Malaysian palm oil giant loses 7 more customers over RSPO suspension

Hershey’s, Colgate-Palmolive, Johnson & Johnson, Procter & Gamble, SC Johnson, Yum! Brands and Reckitt Benckiser are all disengaging with IOI.

palm oil truck loading
Consumer giants which have committed to a no deforestation policy in their supply chains are disengaging with palm oil supplier IOI after its suspension and alleged violation of sustainable palm oil regulations. Image: Shutterstock

More companies are cutting back supplies from Malaysian palm oil giant IOI Group after its suspension from the world’s largest association for ethical palm oil production, the RSPO.

Hershey’s, Colgate-Palmolive, Johnson & Johnson, Procter & Gamble, SC Johnson, Yum! Brands and Reckitt Benckiser are all disengaging with IOI after its suspension from the Roundtable on Sustainable Palm Oil over three of its operations in Kalimantan, the Indonesian part of Borneo, according to Deborah Lapidus, campaign director at Waxman Strategies, a Washington-based firm that campaigns to end deforestation. 

The three subsidiaries are alleged to have violated a raft of RSPO standards meant to prevent rainforest destruction and social conflict, and to have broken several laws.

Unilever was the first buyer of IOI’s RSPO-brand “Certified Sustainable Palm Oil,” or CSPO, to drop the supplier. The Anglo-Dutch consumer goods giant was followed by Kellogg, Mars and Nestle.

Dunkin’ Donuts is looking into whether IOI is a supplier and will drop it if it is, Lapidus, who has corresponded with the brand-name companies in recent days, told Mongabay.

The palm oil using companies appear to be cancelling or suspending existing contracts with IOI while they transition their supply from the Malaysian conglomerate to other producers. Most have said they will engage with IOI on its remediation plan, according to Lapidus.

“While there is always a risk that the customers will reengage too soon, they have been burned by IOI too many times over the past few years on ethical issues to take this decision lightly,” she told Mongabay.

“Based on our correspondences, I am optimistic that companies will be very cautious to reengage IOI as a supplier until IOI Group has demonstrated that it has resolved the many breaches raised in this complaint and is fully committed at the highest levels to implementing its No Deforestation, No Peat, and No Exploitation policy.”

Mondelez, another IOI customer, would not comment on IOI but “[suggested] it [would] be looking elsewhere for palm oil too,” according to Food Navigator, which has corresponded with the firm.

Greenpeace has called on IOI’s customers to refrain from reengaging with the supplier until “transformative action” can be demonstrated.

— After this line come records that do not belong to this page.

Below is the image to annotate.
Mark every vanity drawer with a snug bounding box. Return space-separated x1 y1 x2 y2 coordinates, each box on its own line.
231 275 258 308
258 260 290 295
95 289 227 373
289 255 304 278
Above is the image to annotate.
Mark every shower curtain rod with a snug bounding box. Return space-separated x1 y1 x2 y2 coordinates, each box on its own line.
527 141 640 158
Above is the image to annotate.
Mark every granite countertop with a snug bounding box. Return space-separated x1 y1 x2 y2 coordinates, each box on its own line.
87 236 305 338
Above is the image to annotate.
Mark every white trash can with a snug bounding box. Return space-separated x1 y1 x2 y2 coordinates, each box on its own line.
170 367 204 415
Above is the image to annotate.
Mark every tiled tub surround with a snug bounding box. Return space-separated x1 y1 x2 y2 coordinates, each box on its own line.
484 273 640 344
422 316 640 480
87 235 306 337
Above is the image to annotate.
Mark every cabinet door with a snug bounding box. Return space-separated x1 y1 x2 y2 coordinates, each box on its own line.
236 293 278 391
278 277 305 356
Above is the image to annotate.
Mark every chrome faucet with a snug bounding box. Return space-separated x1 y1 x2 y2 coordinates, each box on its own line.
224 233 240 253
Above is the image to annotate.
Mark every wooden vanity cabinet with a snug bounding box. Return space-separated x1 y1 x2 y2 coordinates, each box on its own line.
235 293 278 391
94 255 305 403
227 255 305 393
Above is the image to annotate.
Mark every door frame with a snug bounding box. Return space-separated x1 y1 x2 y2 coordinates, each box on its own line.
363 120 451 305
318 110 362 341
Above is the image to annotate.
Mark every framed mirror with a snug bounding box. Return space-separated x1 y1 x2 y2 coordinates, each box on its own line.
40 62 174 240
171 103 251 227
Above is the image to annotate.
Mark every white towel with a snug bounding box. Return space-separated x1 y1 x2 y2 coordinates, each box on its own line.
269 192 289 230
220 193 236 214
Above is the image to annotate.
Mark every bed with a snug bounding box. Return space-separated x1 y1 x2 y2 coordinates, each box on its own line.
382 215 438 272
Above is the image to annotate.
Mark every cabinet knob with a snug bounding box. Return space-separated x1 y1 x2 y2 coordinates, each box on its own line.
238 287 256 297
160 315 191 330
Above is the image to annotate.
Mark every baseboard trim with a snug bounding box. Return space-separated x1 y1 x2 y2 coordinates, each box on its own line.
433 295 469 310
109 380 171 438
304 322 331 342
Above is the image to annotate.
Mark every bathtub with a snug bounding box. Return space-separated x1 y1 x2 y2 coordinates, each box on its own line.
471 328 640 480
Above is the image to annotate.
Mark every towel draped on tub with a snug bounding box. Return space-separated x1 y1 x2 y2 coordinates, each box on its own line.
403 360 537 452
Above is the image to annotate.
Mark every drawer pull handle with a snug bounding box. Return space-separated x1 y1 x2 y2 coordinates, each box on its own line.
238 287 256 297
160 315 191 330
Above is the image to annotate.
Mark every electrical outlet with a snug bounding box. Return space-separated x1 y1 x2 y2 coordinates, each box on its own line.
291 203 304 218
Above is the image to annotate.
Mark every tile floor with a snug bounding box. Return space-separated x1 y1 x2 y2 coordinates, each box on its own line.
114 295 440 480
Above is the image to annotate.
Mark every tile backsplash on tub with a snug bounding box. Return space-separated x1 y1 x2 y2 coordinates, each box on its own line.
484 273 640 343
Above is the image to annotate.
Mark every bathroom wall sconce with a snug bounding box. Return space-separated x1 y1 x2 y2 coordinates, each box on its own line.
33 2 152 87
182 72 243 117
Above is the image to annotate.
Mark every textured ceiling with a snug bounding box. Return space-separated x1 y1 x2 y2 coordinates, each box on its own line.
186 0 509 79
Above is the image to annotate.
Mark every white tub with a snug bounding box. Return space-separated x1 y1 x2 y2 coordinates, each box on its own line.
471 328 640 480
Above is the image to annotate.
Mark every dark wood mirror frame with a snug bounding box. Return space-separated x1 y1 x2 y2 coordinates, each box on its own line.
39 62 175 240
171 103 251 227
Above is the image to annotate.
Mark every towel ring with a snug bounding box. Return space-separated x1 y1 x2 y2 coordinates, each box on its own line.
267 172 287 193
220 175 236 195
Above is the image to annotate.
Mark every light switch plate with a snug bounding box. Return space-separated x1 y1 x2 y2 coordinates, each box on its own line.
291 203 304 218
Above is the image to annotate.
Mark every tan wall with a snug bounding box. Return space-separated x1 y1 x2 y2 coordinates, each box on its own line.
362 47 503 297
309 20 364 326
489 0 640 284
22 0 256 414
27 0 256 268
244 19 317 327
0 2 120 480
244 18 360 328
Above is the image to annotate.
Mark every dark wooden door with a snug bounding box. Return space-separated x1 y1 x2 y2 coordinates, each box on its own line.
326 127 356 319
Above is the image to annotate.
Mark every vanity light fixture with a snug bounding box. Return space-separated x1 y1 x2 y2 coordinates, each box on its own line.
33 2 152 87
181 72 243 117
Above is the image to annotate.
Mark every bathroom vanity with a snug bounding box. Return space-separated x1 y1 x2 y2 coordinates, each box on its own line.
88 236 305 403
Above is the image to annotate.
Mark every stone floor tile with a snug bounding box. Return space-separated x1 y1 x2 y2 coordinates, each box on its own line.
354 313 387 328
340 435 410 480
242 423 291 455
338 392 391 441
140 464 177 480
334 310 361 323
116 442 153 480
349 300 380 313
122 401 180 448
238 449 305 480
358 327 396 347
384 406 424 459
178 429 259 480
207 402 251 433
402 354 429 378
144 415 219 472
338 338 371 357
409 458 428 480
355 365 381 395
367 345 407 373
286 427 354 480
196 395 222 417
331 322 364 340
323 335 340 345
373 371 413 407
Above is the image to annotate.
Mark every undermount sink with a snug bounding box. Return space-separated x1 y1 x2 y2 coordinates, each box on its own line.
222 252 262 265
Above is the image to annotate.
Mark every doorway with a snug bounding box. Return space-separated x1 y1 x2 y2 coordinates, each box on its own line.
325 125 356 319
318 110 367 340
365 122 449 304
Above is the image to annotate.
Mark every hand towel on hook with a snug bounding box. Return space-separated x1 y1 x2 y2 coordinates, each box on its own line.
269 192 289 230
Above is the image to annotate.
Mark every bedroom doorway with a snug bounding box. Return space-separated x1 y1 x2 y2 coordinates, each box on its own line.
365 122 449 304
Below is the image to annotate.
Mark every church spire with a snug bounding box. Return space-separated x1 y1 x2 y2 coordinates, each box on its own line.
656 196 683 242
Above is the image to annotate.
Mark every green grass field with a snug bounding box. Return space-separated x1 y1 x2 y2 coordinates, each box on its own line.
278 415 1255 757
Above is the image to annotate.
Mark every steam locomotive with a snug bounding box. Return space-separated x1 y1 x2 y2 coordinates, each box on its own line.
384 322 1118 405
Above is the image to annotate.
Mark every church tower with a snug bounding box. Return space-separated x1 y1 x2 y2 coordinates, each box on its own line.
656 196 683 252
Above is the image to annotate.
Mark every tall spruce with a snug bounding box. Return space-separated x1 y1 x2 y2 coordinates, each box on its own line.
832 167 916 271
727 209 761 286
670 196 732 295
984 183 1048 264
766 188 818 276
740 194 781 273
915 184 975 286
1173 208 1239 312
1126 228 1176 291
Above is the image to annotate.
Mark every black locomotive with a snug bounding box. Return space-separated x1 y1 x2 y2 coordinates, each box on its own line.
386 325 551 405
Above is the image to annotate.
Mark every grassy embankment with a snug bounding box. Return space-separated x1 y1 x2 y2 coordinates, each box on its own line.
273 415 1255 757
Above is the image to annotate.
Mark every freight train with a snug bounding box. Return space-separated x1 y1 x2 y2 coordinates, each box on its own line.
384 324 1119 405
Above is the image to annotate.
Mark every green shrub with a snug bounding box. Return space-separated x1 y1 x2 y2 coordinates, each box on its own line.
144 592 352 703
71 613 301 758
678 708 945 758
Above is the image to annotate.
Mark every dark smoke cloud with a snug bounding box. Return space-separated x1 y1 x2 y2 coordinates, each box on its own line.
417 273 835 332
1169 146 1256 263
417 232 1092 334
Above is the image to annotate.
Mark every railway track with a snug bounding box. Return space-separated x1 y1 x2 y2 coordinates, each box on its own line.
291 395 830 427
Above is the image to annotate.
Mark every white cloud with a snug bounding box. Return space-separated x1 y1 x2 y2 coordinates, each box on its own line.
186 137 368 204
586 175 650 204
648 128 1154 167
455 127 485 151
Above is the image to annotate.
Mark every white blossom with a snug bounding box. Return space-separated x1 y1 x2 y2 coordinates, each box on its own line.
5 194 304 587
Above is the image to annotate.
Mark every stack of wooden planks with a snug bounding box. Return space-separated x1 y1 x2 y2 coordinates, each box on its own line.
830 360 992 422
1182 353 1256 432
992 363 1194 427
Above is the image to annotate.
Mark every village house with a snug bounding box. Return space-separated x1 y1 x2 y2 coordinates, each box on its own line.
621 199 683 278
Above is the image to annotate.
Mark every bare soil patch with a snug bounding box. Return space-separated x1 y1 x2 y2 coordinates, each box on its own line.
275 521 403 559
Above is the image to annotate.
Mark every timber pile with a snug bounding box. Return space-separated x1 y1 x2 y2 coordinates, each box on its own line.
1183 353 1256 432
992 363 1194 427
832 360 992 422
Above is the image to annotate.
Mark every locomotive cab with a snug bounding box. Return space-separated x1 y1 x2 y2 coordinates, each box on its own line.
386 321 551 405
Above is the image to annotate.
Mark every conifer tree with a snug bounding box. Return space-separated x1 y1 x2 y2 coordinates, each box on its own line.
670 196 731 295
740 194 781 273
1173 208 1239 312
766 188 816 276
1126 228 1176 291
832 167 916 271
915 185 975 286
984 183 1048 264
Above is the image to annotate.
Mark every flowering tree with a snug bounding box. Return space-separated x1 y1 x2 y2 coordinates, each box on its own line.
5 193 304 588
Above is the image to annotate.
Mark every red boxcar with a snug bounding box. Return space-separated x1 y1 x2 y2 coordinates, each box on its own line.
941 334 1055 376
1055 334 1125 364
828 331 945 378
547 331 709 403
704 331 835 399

The NGO wants IOI to introduce an “immediate moratorium on all plantation development across its supply chain, before moving quickly to protect and restore the forest and peatland landscapes it has damaged,” Kiki Taufik, the head of Greenpeace’s Indonesian forests campaign, wrote in the Guardian on Saturday.

The brand-name companies are dropping IOI because they have committed to purge their supply chains of deforestation, conversion of carbon-rich peatlands, and human rights abuses like forced labor. None of the consumer goods giants, though, can yet claim to have traced its supply chain to the plantation level, a prerequisite for achieving their ambitious goals.

Even IOI has adopted such a policy, though green groups have repeatedly flagged its operations for violating the RSPO’s rules, which don’t ban all deforestation but do bar the destruction of pristine virgin forests and certain “high conservation value” areas.

Aidenvironment, which in 2015 filed a complaint with the RSPO against the three operations for which the IOI has been suspended, noted that the brand-name companies’ own policies are stricter than the RSPO’s standards, and so the “market suspensions should not be lifted when IOI merely satisfies the RSPO Complaints Panel,” the NGO said in a statement.